WFO occasionally provides competitive scholarships to help young people who are interested in field ornithology attend birding trips or conferences. The Pasadena Audubon/WFO Youth Scholarship Fund was created to honor the memory of Mike San Miguel, a key contributor to and beloved friend of Pasadena Audubon and WFO. Applicants must be students in Grades 6 through 12 and be members of Western Field Ornithologists.

Congratulations to the six youths who have been awarded a Pasadena Audubon/WFO scholarship to the annual conference, being held in San Diego, CA on Oct. 8–12, 2014. The Pasadena Audubon/WFO youth scholarship covers the registration fee, a selection of field trips, workshops, plenary science sessions, expert panels, a banquet, and two nights lodging, but not transportation to or from the conference. In July, Pasadena Audubon generously donated $5,000 to the fund which enables WFO to award six, rather than three, scholarships to the conference.

Scholarship winners

In photo (from left): Mario, Betsy, Dessi, Logan, Teodelina, Lee

In alphabetical order, the youths whose essays and letters of recommendation earned them a scholarship are:

Desmond (Dessi) Sieburth, age 11, from Montrose, CA “Birds are the most important wildlife species to me. They are beautiful, and their amazing behavior: feeding, mating, and reproduction fascinate me…. Because I am so interested in birds, I teach others about birds, draw birds, volunteer and survey, and list birds…. For me, listing birds is important. It keeps track of my life list and birds I saw at specific places.”

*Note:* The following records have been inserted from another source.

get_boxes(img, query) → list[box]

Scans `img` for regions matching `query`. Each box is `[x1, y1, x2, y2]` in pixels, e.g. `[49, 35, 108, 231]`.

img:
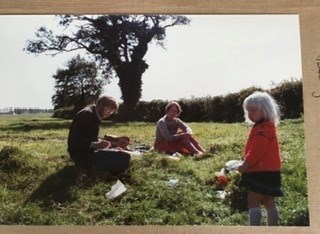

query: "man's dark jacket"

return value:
[68, 105, 101, 168]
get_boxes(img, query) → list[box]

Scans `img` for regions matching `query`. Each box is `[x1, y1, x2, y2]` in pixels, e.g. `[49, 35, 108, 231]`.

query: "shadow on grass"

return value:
[1, 119, 119, 132]
[25, 165, 89, 209]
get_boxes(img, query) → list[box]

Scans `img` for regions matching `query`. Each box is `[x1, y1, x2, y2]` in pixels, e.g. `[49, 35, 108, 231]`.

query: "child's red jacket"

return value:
[244, 121, 281, 172]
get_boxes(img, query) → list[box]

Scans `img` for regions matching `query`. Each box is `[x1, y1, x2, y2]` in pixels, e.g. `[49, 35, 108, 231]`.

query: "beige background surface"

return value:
[0, 0, 320, 234]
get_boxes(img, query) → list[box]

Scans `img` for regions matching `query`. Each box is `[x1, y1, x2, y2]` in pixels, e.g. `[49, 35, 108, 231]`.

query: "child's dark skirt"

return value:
[239, 171, 283, 197]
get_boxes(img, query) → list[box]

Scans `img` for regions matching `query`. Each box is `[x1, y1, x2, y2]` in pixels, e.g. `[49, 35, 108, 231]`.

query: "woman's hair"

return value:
[165, 101, 182, 114]
[243, 91, 280, 125]
[96, 96, 118, 110]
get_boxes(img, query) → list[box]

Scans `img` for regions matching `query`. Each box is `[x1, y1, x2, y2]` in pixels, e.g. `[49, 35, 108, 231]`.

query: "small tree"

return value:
[52, 55, 104, 111]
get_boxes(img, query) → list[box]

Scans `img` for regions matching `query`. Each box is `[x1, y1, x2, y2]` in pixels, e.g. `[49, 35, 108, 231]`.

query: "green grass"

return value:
[0, 115, 309, 226]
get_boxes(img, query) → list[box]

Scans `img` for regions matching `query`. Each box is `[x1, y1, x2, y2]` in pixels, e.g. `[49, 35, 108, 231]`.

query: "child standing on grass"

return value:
[238, 92, 283, 226]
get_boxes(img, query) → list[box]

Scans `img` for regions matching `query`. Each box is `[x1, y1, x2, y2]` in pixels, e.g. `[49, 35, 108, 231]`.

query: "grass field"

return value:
[0, 115, 309, 226]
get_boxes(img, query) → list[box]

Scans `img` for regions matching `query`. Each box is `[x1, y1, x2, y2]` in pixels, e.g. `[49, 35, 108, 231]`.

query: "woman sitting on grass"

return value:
[154, 101, 204, 156]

Kerry (Betsy) Underwood, age 18, from Phoenix, AZ “In order to further improve my knowledge base regarding birds and the effects of humans on bird habitats, I will be taking an AP Environmental Science course this year in school. When school resumes I intend to be volunteering at a wildlife care facility, helping with the baby birds.”

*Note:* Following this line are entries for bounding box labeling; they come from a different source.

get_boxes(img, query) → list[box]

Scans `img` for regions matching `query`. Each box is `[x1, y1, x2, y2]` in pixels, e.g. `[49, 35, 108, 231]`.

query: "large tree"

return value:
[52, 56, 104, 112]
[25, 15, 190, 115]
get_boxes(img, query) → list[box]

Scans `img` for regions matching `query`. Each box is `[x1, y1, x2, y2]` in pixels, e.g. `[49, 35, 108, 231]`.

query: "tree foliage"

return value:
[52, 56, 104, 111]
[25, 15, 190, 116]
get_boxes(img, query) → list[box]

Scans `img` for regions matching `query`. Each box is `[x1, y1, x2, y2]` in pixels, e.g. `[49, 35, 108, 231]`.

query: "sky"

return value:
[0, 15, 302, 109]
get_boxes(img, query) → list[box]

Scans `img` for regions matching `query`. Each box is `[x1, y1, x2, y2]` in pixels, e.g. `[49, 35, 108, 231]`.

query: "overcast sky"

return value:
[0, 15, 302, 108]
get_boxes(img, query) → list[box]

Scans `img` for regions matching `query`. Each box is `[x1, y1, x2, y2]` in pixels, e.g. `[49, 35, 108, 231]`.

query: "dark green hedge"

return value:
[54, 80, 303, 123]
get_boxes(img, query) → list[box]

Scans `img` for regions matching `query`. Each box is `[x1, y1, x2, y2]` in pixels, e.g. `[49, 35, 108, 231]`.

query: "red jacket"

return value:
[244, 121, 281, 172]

Lee Evans, age 16, from Trabuco Canyon, CA “I teach my friends simple things at first, like the difference between a raven and a crow, how there is no such thing as a ‘seagull’…. The most interesting thing about birds is the variety. How evolution split apart a pelican and a finch.”

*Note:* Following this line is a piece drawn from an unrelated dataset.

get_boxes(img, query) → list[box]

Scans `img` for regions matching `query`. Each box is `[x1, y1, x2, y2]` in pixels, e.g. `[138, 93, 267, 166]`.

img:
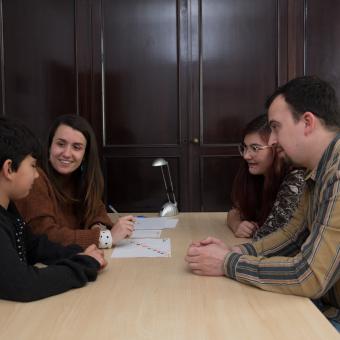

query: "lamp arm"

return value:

Logan Kahle, age 17, from San Francisco, CA “Birding has…. helped me understand the world from an ecological perspective, allowing me to observe habitats beyond just the avifaunal perspective…. I plan to use birding in research and hopefully a career in the coming years.”

Mario Balitbit, age 17, from Santa Rosa, CA “I draw a lot of birds, from life, others from assignments…. There is no exact reason why I love birds the way I do, but what I tell others is that, it is a calling and it is something that I was meant to do…. Overall, my main goal is somehow to find a way to get a career in Ornithology and be part of the birding world.”

Teodelina Martelli, age 13, from Thousand Oaks, CA “I have loved birds since I was three, when I started drawing birds…. My favorite concepts of birding are behavior, listing, and taxonomy. Taxonomy is interesting because once you know enough Latin, you can understand a lot of what they’re saying in the Latin name of the bird.”

Congratulations to each of you. WFO members look forward to having you join them in the many conference activities.